Because the LPRP demo designs utilize the Altera NIOS II soft-core 32-bit RISC processor, the kit also makes the point that you can do system-on-chip design with a battery-powered FPGA, proving that low power doesn’t automatically put you into CPLD-class devices. The Cyclone III performs admirably in these real-world-ish demo applications, showing that it is completely realistic to make an FPGA-centric system-on-chip application for the battery-powered market.
The Linear Technologies LTC3455 is also a nice discovery for those of us coming from the FPGA world, who aren’t accustomed to designing battery-powered appliances. The LTC3455 is designed to take all the worry (and design effort) out of the typical “PC-pal” peripheral that can run on batteries, USB power, or with a wall adapter. The 3455 detects what power is currently available in each case and automatically does the “right thing.” When only battery power is available, the device pulls power from there. When USB power is present, the device powers the system from that source, and dedicates leftover current to recharging the battery. Wall adapter power trumps all these and the device will switch to run the system and charge the batteries from the wall power source. All of these modes can be easily demonstrated with the LPRP board (except wall power, because the kit doesn’t include a wall adapter.)
Developing systems for low power requires a lot more than just power-friendly parts. Every application has its own peculiarities, and smart design for power consumption usually involves capitalizing on the subtle properties of those design-specific features. Knowing when clock frequencies can be reduced, when parts of the circuit can be powered down, when displays can be dimmed or blacked out, and other coarse-grained power tricks are just part of the picture. In creating an FPGA design for power efficiency, you need to have a way to understand where the power is going in the first place. Altera uses the LPRP as an opportunity to showcase their robust set of power analysis and optimization tools: their PowerPlay power analysis suite and the additional power optimization capabilities built into the company’s Quartus II design software.

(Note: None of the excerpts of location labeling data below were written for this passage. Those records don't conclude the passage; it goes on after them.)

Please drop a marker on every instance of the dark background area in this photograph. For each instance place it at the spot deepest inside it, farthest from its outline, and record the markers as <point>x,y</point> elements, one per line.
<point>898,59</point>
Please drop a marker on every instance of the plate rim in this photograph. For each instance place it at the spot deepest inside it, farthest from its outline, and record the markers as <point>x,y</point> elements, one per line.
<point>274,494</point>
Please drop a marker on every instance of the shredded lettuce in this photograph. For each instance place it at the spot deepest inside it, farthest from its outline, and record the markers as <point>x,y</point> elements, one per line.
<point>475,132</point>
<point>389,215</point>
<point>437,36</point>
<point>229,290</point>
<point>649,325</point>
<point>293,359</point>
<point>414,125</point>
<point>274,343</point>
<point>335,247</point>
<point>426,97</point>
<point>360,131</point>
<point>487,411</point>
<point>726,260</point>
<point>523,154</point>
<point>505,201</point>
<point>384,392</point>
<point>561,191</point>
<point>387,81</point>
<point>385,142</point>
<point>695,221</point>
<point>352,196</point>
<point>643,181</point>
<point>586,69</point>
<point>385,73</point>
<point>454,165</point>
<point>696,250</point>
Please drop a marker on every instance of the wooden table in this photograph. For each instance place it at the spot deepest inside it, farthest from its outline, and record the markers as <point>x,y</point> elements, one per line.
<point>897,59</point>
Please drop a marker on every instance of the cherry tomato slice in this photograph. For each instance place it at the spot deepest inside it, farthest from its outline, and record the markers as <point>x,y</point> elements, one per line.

Arrow claims that the LPRP is designed to be a full-fledged development system and not just a proof-of-product platform. They expect that many designers will use the development board as their primary development and prototyping vehicle for development of low-power Cyclone III- based applications. Proving that there are other purposes at play, however, the introduction of the LPRP comes in conjunction with a workshop series that is now playing at 17 cities across the US. Attendees to the workshop get their own LPRP to take home, reference designs and documentation, and the opportunity to go through a series of low-power design labs with technical experts from the participating companies. With all that and lunch too, the workshop seems to be a pretty good value.
While the LPRP won’t be the be-all, end-all of development boards, it does a strong job of making the point that FPGAs are a viable platform for battery-powered applications. The combination of the development board with the examples and workshops should help to educate us in the design community on the new power-pinching possibilities that 65nm FPGAs bring to the party.